I haven't even mentioned yet the periodic magical enchantments which capture various combinations of lovers in their toils. The frontispiece illustrates one of them, the Throne of Love in Cyprus, whose captive lovers must await the arrival of the "valiantest knight, with the loyallest lady".

The affordable abridged version which I'm reading also has wonderful summaries of the excised sections. My favorite thus far, and indicative of the narrative's convolutions: "The group gets on Parselius's ship bound for Italy, only to find it occupied by pirates. The courteous pirate captain Sandrigal knells to Urania, whom he mistakes for Antissia, the lost princess of Romania, committed to his care ten years earlier for a sea voyage to Achaya....". (p. 57) [Parselius is Pamphilia's brother. Antissia, who shows up elsewhere in the narrative, is also in love with Amphilanthus; she's also the one later cured of her bad poetry. Sandrigal is killed shortly after telling his story.]

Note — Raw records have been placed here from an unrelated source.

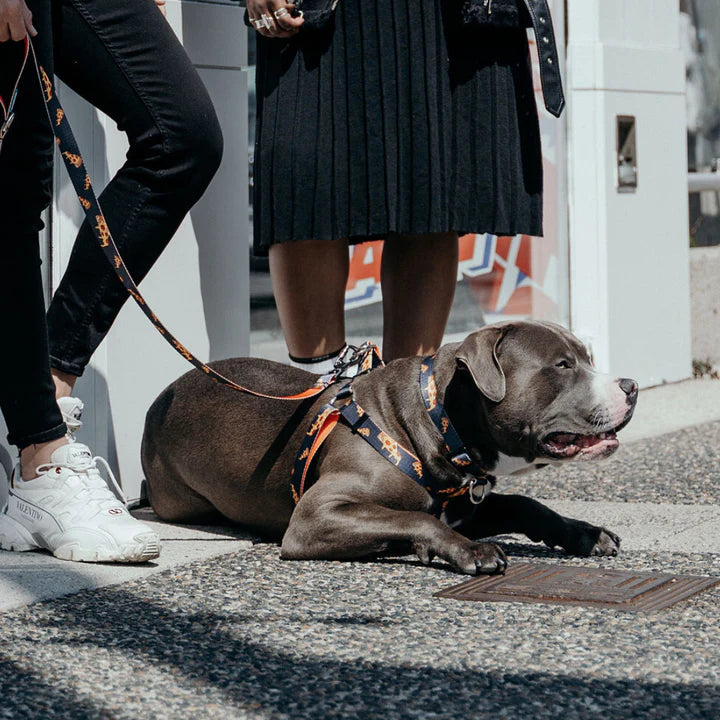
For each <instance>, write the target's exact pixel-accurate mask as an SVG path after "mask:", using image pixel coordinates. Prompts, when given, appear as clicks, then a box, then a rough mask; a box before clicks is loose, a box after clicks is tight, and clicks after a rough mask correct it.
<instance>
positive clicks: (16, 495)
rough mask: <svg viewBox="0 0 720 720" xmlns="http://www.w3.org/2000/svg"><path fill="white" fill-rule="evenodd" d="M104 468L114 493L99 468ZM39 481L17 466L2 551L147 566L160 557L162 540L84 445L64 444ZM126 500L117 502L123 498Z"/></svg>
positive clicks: (109, 475)
mask: <svg viewBox="0 0 720 720" xmlns="http://www.w3.org/2000/svg"><path fill="white" fill-rule="evenodd" d="M98 460H99V461H100V462H102V463H104V464H105V466H106V468H107V471H108V473H109V476H110V479H111V482H112V484H113V485H114V488H115V491H116V492H117V493H118V495H116V494H115V492H113V491H111V489H110V487H109V486H108V483H107V482H106V481H105V480H104V479H103V477H102V476H101V475H100V473H99V472H98V469H97V465H96V461H98ZM37 472H38V477H37V478H35V479H34V480H30V481H28V482H24V481H23V480H22V479H20V472H19V468H16V469H15V472H14V473H13V479H12V481H11V483H10V496H9V499H8V503H7V506H6V507H5V509H4V510H3V511H2V513H0V548H2V549H3V550H17V551H24V550H41V549H44V550H49V551H50V552H51V553H52V554H53V555H55V557H58V558H61V559H62V560H77V561H81V562H146V561H148V560H152V559H153V558H156V557H158V555H159V554H160V539H159V538H158V536H157V534H156V533H155V532H154V531H153V530H152V529H151V528H150V527H148V526H147V525H144V524H143V523H141V522H140V521H138V520H136V519H135V518H134V517H133V516H132V515H130V513H129V512H128V511H127V508H126V507H125V500H124V498H123V496H122V490H120V487H119V486H118V484H117V482H116V481H115V478H114V477H113V475H112V472H111V471H110V468H109V467H107V463H106V462H105V461H104V460H103V459H102V458H98V457H93V456H92V453H91V452H90V449H89V448H88V447H87V446H85V445H81V444H80V443H72V444H70V445H63V446H62V447H59V448H58V449H57V450H55V452H53V454H52V456H51V458H50V462H49V463H47V464H45V465H40V466H39V467H38V468H37ZM118 496H119V497H120V498H122V499H119V497H118Z"/></svg>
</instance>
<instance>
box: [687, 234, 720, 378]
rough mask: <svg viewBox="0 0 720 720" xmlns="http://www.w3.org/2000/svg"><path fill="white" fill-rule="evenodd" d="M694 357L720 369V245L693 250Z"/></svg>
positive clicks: (691, 255)
mask: <svg viewBox="0 0 720 720" xmlns="http://www.w3.org/2000/svg"><path fill="white" fill-rule="evenodd" d="M690 280H691V282H690V287H691V291H692V292H691V298H692V356H693V359H694V360H699V361H700V362H709V363H710V364H711V365H714V366H715V367H717V368H720V245H718V246H715V247H699V248H691V249H690Z"/></svg>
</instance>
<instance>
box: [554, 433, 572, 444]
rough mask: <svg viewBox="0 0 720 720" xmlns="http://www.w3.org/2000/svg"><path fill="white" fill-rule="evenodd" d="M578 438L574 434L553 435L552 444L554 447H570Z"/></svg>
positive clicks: (566, 433) (565, 433)
mask: <svg viewBox="0 0 720 720" xmlns="http://www.w3.org/2000/svg"><path fill="white" fill-rule="evenodd" d="M577 438H578V436H577V435H573V434H572V433H558V434H557V435H553V438H552V442H553V445H569V444H570V443H572V442H575V440H577Z"/></svg>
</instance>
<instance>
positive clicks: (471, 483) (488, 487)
mask: <svg viewBox="0 0 720 720" xmlns="http://www.w3.org/2000/svg"><path fill="white" fill-rule="evenodd" d="M478 485H479V486H480V487H479V488H478ZM478 490H479V492H478ZM491 492H492V483H490V481H489V480H488V479H487V478H476V477H473V478H472V479H471V480H470V482H469V488H468V497H469V498H470V502H471V503H472V504H473V505H480V503H482V501H483V500H485V498H486V497H487V496H488V495H489V494H490V493H491Z"/></svg>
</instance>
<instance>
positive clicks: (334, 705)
mask: <svg viewBox="0 0 720 720" xmlns="http://www.w3.org/2000/svg"><path fill="white" fill-rule="evenodd" d="M719 456H720V422H711V423H706V424H703V425H698V426H696V427H691V428H686V429H685V430H682V431H679V432H674V433H672V434H670V435H667V436H660V437H655V438H650V439H643V440H638V441H636V442H633V443H631V444H629V445H626V446H625V447H624V448H622V449H621V450H620V451H619V452H618V454H617V456H616V457H615V458H613V459H611V460H610V461H607V462H605V463H603V464H598V465H582V466H581V465H578V466H575V467H574V468H572V469H570V468H563V469H547V470H544V471H542V472H539V473H536V474H533V475H530V476H525V477H523V478H514V479H512V482H510V481H507V482H505V483H504V484H503V486H502V487H500V488H498V489H499V490H501V491H509V490H512V491H518V492H523V493H527V494H530V495H532V496H534V497H538V498H547V499H549V500H550V502H551V503H554V504H557V506H558V507H561V506H563V507H568V508H571V509H573V510H574V511H576V512H575V514H576V515H580V514H583V515H584V516H586V517H587V516H592V518H593V519H595V520H598V519H600V520H602V518H603V517H605V516H606V515H608V516H612V517H617V518H618V521H620V520H622V522H623V523H626V525H625V526H624V527H625V530H624V531H623V532H626V533H628V535H627V537H626V538H625V539H626V542H625V543H624V545H623V552H622V553H621V554H620V555H619V556H618V557H617V558H592V559H579V558H568V557H566V556H565V555H563V554H562V553H561V552H558V551H552V550H549V549H547V548H544V547H542V546H537V545H533V544H531V543H529V542H527V541H523V540H522V539H519V538H515V537H504V538H501V539H500V542H501V544H502V545H503V547H504V548H505V550H506V551H507V553H508V555H509V557H510V561H511V562H512V561H513V559H515V560H517V561H526V562H537V563H548V564H552V565H557V564H571V565H578V566H585V567H603V568H621V569H635V570H654V571H659V572H665V573H667V572H673V573H688V574H700V575H715V576H719V577H720V521H718V517H720V516H719V515H718V514H717V507H716V506H717V504H718V496H719V495H720V484H719V483H718V480H719V479H720V478H719V475H720V462H718V461H719V460H720V457H719ZM588 500H589V501H590V502H588ZM622 512H624V515H623V514H622ZM613 513H615V515H612V514H613ZM694 513H697V517H698V518H704V519H705V520H704V523H705V524H701V525H700V527H701V531H700V532H697V533H696V534H695V536H694V539H693V538H691V539H690V541H688V542H687V543H686V544H682V543H678V541H677V533H676V530H680V531H681V532H682V529H683V528H684V527H685V524H687V523H688V522H690V520H691V519H692V518H694V517H696V515H694ZM635 516H637V524H635V525H634V523H633V518H634V517H635ZM647 518H653V519H654V520H653V522H652V523H651V525H653V527H654V530H653V531H654V534H653V535H652V537H653V538H654V540H653V543H654V544H653V543H650V542H644V540H643V538H644V537H645V535H643V532H645V533H646V534H647V533H649V532H650V530H652V529H653V528H651V527H646V528H643V527H638V526H642V525H643V524H644V523H647ZM683 518H684V519H683ZM658 524H659V525H661V527H660V528H658V527H657V525H658ZM608 525H609V526H610V527H611V528H612V527H613V526H612V525H611V524H610V523H608ZM621 534H622V533H621ZM672 538H675V539H674V540H673V539H672ZM655 540H657V542H656V543H655ZM462 579H463V578H462V577H461V576H458V575H455V574H453V573H451V572H449V571H448V570H447V569H446V568H445V567H444V566H443V565H442V564H440V563H436V564H433V566H432V567H430V568H425V567H423V566H421V565H420V564H419V562H417V561H416V560H415V559H413V558H398V559H386V560H383V561H377V562H364V563H360V562H353V563H347V562H343V563H340V562H283V561H281V560H280V559H279V553H278V548H277V547H276V546H274V545H269V544H256V545H254V546H252V547H251V548H249V549H247V550H244V551H242V552H238V553H234V554H226V555H222V556H219V557H215V558H211V559H204V560H201V561H197V562H193V563H190V564H185V565H181V566H177V567H174V568H171V569H168V570H166V571H164V572H157V573H156V574H153V575H151V576H148V577H147V578H144V579H139V580H133V581H131V582H125V583H122V584H118V585H114V586H111V587H105V588H100V589H94V590H84V591H81V592H78V593H75V594H72V595H68V596H65V597H62V598H59V599H55V600H50V601H46V602H40V603H36V604H33V605H29V606H27V607H25V608H22V609H16V610H11V611H8V612H6V613H4V614H0V662H2V673H0V718H12V719H13V720H16V719H17V720H21V719H22V720H25V719H26V718H27V719H28V720H33V719H35V718H38V719H43V720H44V719H46V718H47V719H48V720H52V719H55V718H68V719H70V718H72V720H76V719H81V718H105V719H110V718H112V719H116V718H117V719H118V720H120V719H125V718H127V719H129V720H130V719H132V720H136V719H140V718H153V719H155V718H158V719H163V718H168V719H170V718H183V720H184V719H186V718H193V719H194V718H210V719H214V718H218V719H220V718H222V719H223V720H225V719H235V718H238V719H240V718H243V719H244V718H252V719H253V720H255V719H261V718H262V719H265V718H272V719H275V718H282V719H285V718H287V719H295V718H308V719H313V720H315V719H319V718H363V719H364V718H378V719H379V718H422V719H424V718H453V719H455V718H460V719H466V718H502V719H511V718H512V719H513V720H514V719H516V718H517V719H518V720H535V719H537V720H544V719H545V718H558V719H559V718H569V719H572V720H600V719H601V718H602V719H603V720H615V719H622V720H624V719H626V718H642V719H648V720H650V719H657V718H668V719H670V718H672V719H673V720H679V719H682V720H696V719H697V720H701V719H702V720H717V719H718V718H720V587H716V588H714V589H712V590H710V591H708V592H706V593H704V594H701V595H698V596H695V597H694V598H691V599H689V600H687V601H685V602H683V603H681V604H679V605H677V606H675V607H673V608H670V609H667V610H663V611H659V612H656V613H653V614H649V615H644V614H635V613H626V612H621V611H617V610H606V609H591V608H582V607H570V606H558V605H523V604H511V603H470V602H460V601H457V600H445V599H443V600H440V599H437V598H433V597H432V596H433V593H435V592H436V591H438V590H440V589H442V588H446V587H448V586H451V585H454V584H456V583H457V582H460V581H462Z"/></svg>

This edition also has a family tree. And a map. (The characters collectively visit most of the places on the map.)

Pamphilia is an authorial stand-in, of sorts, as Amphilanthus is of William Herbert, Wroth's lover, and brother of Mary Sidney. Urania, erstwhile shepherdess and eventual Queen of Naples, is a stand-in for Mary Sidney. Many of the numerous relationships in the text echo and rework aspects of Mary Wroth's own life: her unhappy marriage to Sir Robert Wroth, a Verderer of Epping Forest, in west Essex; her ongoing passion for her aunt's brother, who fathered the two children she had after her husband's death.

I have managed to write of her thus far with scarcely a word which she herself wrote. She wrote in eager phrases, lengthy series of them joined together into sentences; and in tightly-edited poetic verses, which occasionally appear, as written by one of the characters.

Here, then, is a brief example of travel by shipwreck:

"At last they were quite carried out of the gulf and, being in the Adriatic Sea, the ship was tossed as pleased destiny, till at last she was cast upon a rock and split, the brave ladies saved while she awhile lay tumbling and beating herself, as hoping to make way into the hard stone, for those who could pierce the stoniest heart with the least of their looks." (p. 126)

The shipwreck has brought them to another enchantment, the enchantment of the Theater, where they rapidly end up lured in by glorious music and trapped. It's just another day in the extremely eventful lives of four of the main characters.

Urania was published in 1621, a roman-à-clef that scandalized many of her contemporaries, both because she was a woman and because of some peoples' suspicion that particular fictionalized episodes were libelous representations of themselves. While Wroth formally distanced herself its publication, the book had her name all over the title page (relatively speaking) and she wrote a sequel, albeit one which was not published until the twentieth century.

Much less is known about her life after the Urania controversy. That, plus debt, plus alienation from court life, perhaps thanks to her affair, led to greater obscurity. She left fewer traces in the surviving paperwork as she aged; but at least she kept her lifelong passion for writing.

Urania, Book 2, ends mid-sentence, breathlessly looking forward.